Процедив молоко через марлю, баба Люба разливала его в трёхлитровые банки, закрывала пластиковыми крышками и ставила банки в прохладный сарай.
Каждое утро, в семь часов, после того, как она покормит птицу и домашний скот и отгонит коров пастуху, она ставила банки в самодельную тележку и везла на местный рынок. Из соседней деревни, той, что покрупнее, приезжал мужчина, предприниматель. Он скупал у местных старожил свежее молоко почти за бесценок и возил его продавать в город, на чём неплохо зарабатывал. Бабе Любе, как и остальным жителям, отдающим своё, тяжким трудом полученное молоко почти даром, не оставалось другого выхода. На местном рынке всё равно никто, кроме этого предпринимателя, их молоко не покупал, так как почти в каждом дворе были свои и коровы, и козы. Поэтому все трудяги довольствовались тем, что есть. Полученные от продажи молока деньги, эти жалкие копейки, баба Люба копила и бережно хранила в старинном серванте в жестяной банке от растворимого кофе. Кладя денежки в банку, она приговаривала:
– Доченьке моей, да внучкам в помощь.
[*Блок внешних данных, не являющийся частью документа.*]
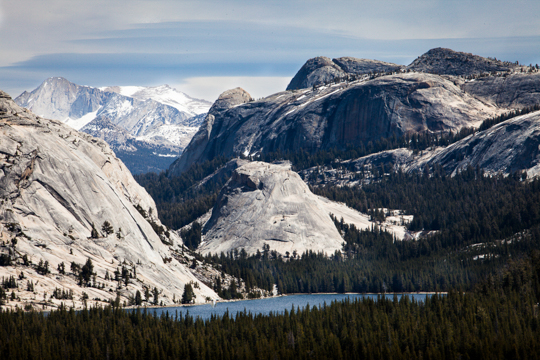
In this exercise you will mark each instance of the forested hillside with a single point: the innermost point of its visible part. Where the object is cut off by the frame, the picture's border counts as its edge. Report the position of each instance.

А как же, помочь же надо. Им там совсем, наверное, туго.
Кое-какие средства она также выручала от продажи на местном рынке яиц, курятины, поросят. Всё это также забирали, в основном, перекупщики в три-четыре раза дешевле, чем стоили эти продукты на рынках больших городов. И почти все эти деньги она тратила на покупку корма для скота и птицы. С каждым годом корм всё дорожал, поэтому становилось всё невыгоднее держать скотину. Да и тяжел был этот труд для старенькой, совсем одинокой бабушки. Она понимала, что здоровье уже далеко не то, что раньше. И баба Люба решила продать почти всю скотину и оставить несколько курочек-несушек, да одну коровку, чтобы хоть яички были свои и молочко свежее. Жалко бабе Любе было, конечно, коров, свиней да петухов. А что делать оставалось? Не потянуть ей сейчас это большое хозяйство.